Chi ha scritto al direttore Claudio Cerasa

Al direttore - Nell’editoriale di sabato scorso il Foglio ha efficacemente descritto i percorsi paralleli di due leader europei come Emmanuel Macron e Mario Draghi, uniti dai comuni valori dell’atlantismo, dell’europeismo, dell’ottimismo operoso della società aperta, ma divisi dalla natura e dalle modalità di funzionamento delle élite che li hanno espressi: la classe “dirigente” nel caso di Macron e quella che, con felice espressione, il Foglio ha definito la classe “digerente” nel caso di Draghi.
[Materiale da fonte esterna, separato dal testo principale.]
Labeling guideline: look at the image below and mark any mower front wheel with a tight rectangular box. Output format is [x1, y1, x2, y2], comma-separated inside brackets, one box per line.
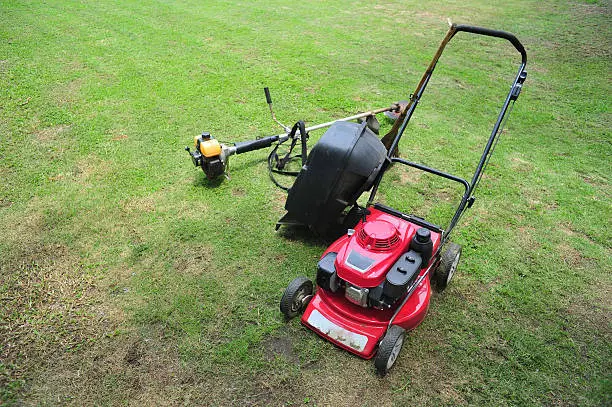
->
[280, 277, 313, 319]
[374, 325, 406, 376]
[432, 242, 462, 292]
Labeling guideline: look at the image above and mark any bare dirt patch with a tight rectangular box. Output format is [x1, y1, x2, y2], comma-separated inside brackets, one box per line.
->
[508, 155, 534, 172]
[120, 189, 209, 221]
[1, 202, 46, 243]
[123, 194, 157, 213]
[562, 283, 612, 361]
[431, 188, 457, 203]
[516, 226, 541, 254]
[290, 337, 466, 406]
[0, 197, 13, 208]
[559, 224, 576, 237]
[263, 336, 299, 364]
[72, 155, 114, 184]
[112, 133, 129, 141]
[124, 339, 144, 366]
[581, 173, 608, 188]
[172, 249, 213, 276]
[566, 299, 611, 334]
[572, 1, 609, 16]
[398, 166, 423, 184]
[232, 187, 246, 197]
[21, 328, 208, 406]
[271, 190, 287, 212]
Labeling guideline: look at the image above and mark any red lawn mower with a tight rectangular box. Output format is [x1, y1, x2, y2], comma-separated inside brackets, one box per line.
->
[279, 24, 527, 375]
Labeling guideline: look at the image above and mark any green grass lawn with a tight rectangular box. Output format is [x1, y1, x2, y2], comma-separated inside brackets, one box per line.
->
[1, 0, 610, 405]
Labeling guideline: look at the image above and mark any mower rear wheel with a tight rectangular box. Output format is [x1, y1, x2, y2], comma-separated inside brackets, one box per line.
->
[432, 242, 462, 292]
[280, 277, 313, 319]
[374, 325, 405, 376]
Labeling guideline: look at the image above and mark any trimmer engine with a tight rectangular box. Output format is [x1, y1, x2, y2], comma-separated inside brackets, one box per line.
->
[186, 130, 286, 180]
[186, 132, 228, 179]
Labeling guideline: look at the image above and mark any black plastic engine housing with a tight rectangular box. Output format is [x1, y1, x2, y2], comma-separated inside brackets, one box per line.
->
[316, 252, 340, 292]
[368, 250, 423, 309]
[278, 121, 387, 234]
[383, 250, 422, 299]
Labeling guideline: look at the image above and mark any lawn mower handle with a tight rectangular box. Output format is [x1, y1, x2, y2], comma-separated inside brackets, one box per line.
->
[380, 23, 527, 155]
[371, 23, 528, 240]
[454, 24, 527, 65]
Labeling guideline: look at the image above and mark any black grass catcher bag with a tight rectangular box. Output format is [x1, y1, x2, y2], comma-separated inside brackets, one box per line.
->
[276, 120, 387, 235]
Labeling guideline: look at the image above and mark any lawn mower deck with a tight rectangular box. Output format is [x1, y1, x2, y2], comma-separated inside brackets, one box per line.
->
[301, 206, 441, 359]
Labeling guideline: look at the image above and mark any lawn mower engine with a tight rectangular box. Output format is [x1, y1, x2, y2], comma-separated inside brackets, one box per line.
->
[316, 213, 435, 310]
[293, 206, 442, 361]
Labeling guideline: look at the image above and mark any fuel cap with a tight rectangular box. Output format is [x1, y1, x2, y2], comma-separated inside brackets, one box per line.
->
[415, 228, 431, 243]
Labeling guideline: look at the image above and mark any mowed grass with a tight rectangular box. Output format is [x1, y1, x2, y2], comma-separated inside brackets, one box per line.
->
[1, 0, 610, 405]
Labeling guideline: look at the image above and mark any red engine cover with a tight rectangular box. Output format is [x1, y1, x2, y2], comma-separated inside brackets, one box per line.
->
[328, 209, 439, 288]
In entrambi i casi credo si possa dire che i due aggettivi rispondano a tratti strutturali di lunga lena delle élite dei rispettivi paesi. Il tecnico di ultima istanza, per così dire, è un compagno di strada da sempre (o almeno dal 1992, vero anno spartiacque nella storia del paese) della classe digerente nazionale. Purché il tratto di strada sia breve, si intende. E’ successo con il duo Prodi-Ciampi, è successo con Dini e con Monti, colpevole di essere sceso nell’arena politica, e se ne sono viste le avvisaglie con Draghi, reo di voler trasformare le istituzioni dall’interno. Oggi però c’è una differenza che sta scompaginando i progetti di rapido licenziamento del tecnico di turno della classe digerente e si chiama guerra, un fattore che chiude gli spazi alle sfumature dei “né-né” o dei “sì-ma” e impone scelte nette. Non abbiamo, come italiani, una grande tradizione di affidabilità nelle relazioni internazionali, almeno a partire dalla Grande guerra in avanti. E Draghi oggi deve farsi garante della scelta di campo occidentale del paese con un supplemento, forse anche suo malgrado, di decisionismo quasi da falco; soprattutto da quando nell’imminenza dell’aggressione all’Ucraina i capi d’azienda delle maggiori compagnie italiane hanno tenuto una conference call con lo stesso Putin per parlare di business, circostanza questa che non è passata inosservata nelle maggiori capitali. Forse servirà un digestivo.
Marco Cecchini

Grazie della lettera, caro Cecchini. Anche se in verità il problema dell’Italia, rispetto alla nuova guerra, mi pare che sia prima di tutto politico. E il problema riguarda tutti coloro, e sono molti, che dopo quaranta giorni di conflitto ancora non riescono a nominare una parola di cinque lettere, che inizia con “P” e finisce con “tin”. Vedi alla voce degli avvocati del populismo e del putinismo.